Research: Byte Latent Transformer: Patches Scale Better Than Tokens. Image Credit: Alexander Limbach / Shutterstock
*Important notice: arXiv publishes preliminary scientific reports that are not peer-reviewed and, therefore, should not be regarded as definitive, used to guide development decisions, or treated as established information in the field of artificial intelligence research.
In a research paper recently posted to the Meta Research website and arXiv preprint* server, researchers introduced the byte latent transformer (BLT), which matched the performance of tokenization-based models while improving inference efficiency and robustness.
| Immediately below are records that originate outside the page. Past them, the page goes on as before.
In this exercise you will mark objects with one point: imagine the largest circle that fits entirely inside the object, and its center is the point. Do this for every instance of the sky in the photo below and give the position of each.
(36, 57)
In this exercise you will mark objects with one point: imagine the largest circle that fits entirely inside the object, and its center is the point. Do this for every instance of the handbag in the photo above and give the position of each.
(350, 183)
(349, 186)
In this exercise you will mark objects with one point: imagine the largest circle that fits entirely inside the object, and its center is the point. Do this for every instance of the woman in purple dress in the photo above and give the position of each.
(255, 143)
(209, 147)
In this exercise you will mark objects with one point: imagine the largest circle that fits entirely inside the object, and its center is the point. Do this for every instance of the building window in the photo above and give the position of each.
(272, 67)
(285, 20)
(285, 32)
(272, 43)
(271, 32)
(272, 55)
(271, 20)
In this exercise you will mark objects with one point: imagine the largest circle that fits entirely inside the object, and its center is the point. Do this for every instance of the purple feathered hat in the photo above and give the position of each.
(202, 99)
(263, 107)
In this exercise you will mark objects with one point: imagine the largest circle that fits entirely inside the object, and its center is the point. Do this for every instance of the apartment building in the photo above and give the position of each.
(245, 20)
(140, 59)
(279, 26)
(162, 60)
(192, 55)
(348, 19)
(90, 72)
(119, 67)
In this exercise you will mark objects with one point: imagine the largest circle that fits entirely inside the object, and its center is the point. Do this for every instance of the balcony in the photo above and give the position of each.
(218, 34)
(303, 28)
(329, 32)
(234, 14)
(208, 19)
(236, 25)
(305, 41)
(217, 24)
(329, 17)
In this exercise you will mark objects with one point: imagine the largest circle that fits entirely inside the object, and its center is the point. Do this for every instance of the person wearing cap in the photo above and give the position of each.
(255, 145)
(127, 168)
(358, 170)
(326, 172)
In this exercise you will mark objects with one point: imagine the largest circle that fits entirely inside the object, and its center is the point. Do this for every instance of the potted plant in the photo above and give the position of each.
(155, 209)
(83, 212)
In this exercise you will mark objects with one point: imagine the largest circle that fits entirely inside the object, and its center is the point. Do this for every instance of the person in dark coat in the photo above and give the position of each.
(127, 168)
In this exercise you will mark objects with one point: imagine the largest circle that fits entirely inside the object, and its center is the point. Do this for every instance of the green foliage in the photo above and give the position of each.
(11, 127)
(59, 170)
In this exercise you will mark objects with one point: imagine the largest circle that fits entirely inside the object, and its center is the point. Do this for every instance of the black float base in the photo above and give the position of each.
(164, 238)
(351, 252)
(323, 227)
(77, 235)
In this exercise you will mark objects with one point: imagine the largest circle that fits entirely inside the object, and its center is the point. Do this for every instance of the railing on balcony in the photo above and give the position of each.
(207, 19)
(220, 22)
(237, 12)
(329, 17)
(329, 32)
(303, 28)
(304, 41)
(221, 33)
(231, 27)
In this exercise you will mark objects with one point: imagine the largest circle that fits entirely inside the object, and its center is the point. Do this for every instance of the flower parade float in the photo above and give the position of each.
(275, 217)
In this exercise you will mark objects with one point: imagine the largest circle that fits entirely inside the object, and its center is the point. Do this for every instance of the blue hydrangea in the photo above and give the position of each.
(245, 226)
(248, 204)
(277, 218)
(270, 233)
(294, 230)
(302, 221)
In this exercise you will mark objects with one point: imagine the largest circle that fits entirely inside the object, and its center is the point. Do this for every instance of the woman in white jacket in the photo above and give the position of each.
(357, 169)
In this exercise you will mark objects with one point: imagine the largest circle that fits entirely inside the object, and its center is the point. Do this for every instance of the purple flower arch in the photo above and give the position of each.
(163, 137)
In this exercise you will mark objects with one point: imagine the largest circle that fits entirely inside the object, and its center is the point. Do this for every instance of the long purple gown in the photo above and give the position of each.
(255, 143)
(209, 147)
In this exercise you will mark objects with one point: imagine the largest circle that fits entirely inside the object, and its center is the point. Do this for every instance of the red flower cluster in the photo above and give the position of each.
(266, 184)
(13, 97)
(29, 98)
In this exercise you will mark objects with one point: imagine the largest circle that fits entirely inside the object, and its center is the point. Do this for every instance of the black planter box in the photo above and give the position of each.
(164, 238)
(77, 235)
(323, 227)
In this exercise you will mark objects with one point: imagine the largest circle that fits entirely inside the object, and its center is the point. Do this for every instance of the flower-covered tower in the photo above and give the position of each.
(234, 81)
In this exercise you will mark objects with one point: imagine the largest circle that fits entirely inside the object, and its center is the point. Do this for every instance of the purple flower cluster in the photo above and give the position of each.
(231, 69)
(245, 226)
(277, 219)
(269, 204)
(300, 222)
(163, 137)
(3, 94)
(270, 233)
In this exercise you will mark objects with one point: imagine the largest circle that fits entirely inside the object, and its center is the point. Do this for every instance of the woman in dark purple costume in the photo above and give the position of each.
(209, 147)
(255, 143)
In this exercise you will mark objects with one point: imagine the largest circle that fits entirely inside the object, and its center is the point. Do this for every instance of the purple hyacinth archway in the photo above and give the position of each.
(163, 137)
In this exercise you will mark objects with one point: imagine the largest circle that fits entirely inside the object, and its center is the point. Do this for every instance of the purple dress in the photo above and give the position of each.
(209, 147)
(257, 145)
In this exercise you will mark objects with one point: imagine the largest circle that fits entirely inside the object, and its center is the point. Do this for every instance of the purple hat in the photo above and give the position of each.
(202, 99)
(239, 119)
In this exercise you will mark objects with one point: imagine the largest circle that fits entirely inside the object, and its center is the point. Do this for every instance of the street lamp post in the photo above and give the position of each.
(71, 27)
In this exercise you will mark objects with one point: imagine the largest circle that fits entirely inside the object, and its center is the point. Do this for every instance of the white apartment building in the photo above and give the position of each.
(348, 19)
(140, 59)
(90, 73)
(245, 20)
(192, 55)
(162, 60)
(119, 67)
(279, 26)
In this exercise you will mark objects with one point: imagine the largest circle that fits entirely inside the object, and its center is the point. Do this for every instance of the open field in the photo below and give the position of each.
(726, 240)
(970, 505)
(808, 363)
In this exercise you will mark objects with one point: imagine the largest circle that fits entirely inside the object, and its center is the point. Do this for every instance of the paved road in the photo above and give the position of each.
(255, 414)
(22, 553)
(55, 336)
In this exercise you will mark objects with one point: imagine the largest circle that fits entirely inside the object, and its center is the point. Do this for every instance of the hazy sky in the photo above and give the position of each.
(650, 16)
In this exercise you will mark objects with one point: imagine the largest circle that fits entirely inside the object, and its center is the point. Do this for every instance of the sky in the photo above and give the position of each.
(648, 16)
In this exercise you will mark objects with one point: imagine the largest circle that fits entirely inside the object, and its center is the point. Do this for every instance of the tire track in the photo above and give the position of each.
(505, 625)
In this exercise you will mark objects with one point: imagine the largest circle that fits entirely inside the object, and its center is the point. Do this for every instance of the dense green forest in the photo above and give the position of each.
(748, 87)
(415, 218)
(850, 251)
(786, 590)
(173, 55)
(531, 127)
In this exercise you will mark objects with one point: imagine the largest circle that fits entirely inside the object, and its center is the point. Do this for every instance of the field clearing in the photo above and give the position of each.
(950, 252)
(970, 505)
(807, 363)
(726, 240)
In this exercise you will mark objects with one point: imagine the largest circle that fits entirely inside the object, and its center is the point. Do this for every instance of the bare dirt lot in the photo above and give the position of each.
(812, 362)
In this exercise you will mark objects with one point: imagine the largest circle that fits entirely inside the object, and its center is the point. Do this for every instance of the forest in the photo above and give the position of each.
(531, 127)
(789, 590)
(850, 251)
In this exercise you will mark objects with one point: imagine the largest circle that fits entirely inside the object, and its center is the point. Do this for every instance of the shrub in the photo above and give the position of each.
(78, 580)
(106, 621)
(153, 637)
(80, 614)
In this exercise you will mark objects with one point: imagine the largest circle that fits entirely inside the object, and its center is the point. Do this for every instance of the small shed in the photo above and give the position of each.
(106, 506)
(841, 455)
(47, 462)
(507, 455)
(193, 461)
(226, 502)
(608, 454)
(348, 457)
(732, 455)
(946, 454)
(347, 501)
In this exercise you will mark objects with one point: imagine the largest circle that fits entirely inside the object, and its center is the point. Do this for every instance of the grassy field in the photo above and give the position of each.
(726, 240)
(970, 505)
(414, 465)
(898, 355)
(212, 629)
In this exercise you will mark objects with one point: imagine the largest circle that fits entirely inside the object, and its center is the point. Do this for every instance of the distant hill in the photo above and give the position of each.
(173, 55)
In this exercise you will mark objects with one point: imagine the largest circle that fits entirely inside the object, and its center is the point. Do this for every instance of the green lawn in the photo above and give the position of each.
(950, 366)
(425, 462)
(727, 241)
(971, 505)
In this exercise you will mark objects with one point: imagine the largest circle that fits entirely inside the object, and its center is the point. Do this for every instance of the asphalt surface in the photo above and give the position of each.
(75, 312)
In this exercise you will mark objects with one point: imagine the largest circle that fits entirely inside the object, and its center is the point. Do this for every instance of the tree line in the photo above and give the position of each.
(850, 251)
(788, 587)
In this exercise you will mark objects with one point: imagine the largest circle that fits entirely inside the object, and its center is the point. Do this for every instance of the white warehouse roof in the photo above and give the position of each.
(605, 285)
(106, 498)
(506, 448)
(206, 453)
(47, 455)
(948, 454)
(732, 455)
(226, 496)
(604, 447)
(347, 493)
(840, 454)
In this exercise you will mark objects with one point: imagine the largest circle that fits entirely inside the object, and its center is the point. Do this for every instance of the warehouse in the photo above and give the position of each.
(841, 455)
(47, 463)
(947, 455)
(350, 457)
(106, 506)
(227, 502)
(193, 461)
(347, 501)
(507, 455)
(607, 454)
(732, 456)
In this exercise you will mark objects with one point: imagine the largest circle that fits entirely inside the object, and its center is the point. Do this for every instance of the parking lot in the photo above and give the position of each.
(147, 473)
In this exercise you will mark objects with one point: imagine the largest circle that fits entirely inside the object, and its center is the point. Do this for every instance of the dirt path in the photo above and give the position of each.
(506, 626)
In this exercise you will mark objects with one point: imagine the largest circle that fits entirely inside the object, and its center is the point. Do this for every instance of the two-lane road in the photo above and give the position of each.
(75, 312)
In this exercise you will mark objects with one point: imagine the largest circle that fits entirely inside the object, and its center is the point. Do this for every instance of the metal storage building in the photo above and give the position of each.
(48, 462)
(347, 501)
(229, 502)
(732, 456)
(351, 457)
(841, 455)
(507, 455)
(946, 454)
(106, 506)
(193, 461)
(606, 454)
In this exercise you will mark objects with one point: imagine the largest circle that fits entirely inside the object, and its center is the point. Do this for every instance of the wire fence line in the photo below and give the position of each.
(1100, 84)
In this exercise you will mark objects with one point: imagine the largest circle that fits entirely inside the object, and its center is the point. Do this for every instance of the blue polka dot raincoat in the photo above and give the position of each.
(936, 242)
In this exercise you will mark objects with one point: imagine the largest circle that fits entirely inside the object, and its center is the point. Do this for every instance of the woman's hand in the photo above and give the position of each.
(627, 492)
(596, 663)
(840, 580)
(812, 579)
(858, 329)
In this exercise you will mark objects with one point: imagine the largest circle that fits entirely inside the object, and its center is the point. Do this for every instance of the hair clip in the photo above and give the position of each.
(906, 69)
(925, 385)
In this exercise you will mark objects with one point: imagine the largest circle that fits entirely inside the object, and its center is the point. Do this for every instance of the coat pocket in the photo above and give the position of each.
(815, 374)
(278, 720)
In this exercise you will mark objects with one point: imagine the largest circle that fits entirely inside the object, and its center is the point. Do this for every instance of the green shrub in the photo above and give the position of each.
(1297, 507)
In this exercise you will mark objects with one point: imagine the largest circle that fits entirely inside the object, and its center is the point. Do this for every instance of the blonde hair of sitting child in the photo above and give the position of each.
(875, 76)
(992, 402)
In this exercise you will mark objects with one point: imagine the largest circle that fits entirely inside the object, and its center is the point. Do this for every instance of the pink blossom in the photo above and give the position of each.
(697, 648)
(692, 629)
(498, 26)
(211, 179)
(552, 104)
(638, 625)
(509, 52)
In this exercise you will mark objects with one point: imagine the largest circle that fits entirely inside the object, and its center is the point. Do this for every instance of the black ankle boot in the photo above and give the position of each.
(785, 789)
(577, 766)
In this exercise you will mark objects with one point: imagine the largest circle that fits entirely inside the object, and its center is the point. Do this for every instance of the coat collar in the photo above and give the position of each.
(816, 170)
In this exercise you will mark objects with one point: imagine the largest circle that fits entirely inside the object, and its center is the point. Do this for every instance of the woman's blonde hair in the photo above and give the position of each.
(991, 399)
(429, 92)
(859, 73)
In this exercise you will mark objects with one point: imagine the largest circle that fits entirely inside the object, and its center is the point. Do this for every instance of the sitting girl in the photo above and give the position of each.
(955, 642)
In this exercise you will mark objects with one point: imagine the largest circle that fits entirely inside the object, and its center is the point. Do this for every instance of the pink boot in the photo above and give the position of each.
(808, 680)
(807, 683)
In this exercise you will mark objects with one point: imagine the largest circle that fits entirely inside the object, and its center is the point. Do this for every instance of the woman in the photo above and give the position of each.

BLT dynamically allocates computational resources based on the complexity of the input data, a feature enabled by its innovative entropy-based patching technique. BLT encoded bytes into dynamically sized patches, adjusting for data complexity by allocating more resources where needed. This approach eliminates the reliance on fixed vocabularies used in tokenization, offering greater flexibility and efficiency in processing raw byte data.
A scaling study with up to 8 billion parameters and 4 trillion training bytes demonstrated improved training and inference efficiency, especially for predictable data, along with better reasoning and generalization. The model exhibited superior scalability compared to tokenization-based models at fixed inference costs. BLT's ability to simultaneously scale patch and model size while maintaining a fixed inference budget underscores its potential for efficiency in large-scale language modeling.
Related Work
Past work on character-level models highlighted their flexibility for handling out-of-vocabulary words and morphologically rich languages. While BLT, like character-aware neural information encoder (CANINE) and ByT5, improved robustness, they faced challenges with compute efficiency due to longer sequences. Recent innovations, such as entropy-based patching and cross-attention mechanisms in BLT, overcome these challenges by dynamically segmenting data into patches based on information density.
Efficient Byte Processing
The BLT architecture consists of a large global autoregressive language model and two smaller local models: a local encoder and a local decoder. The global model processes latent patch representations using a Latent Global Transformer, an autoregressive transformer with block-causal attention, enabling efficient computation by limiting attention to current patches. This design ensures scalability, as the global model handles the bulk of computation during pretraining and inference, allowing flexibility in resource allocation based on input/output complexity. Dynamic patching methods allow BLT to process data with varying levels of complexity, saving computational resources on simpler inputs.
BLT comprises three modules, a lightweight Local Encoder that encodes input bytes into patch representations, a computationally expensive Latent Transformer over patch representations, and a lightweight Local Decoder to decode the next patch of bytes. BLT incorporates byte n-gram embeddings and a cross-attention mechanism to maximize information flow between the Latent Transformer and the byte-level modules. Unlike fixed-vocabulary tokenization, BLT dynamically groups bytes into patches preserving access to the byte-level information.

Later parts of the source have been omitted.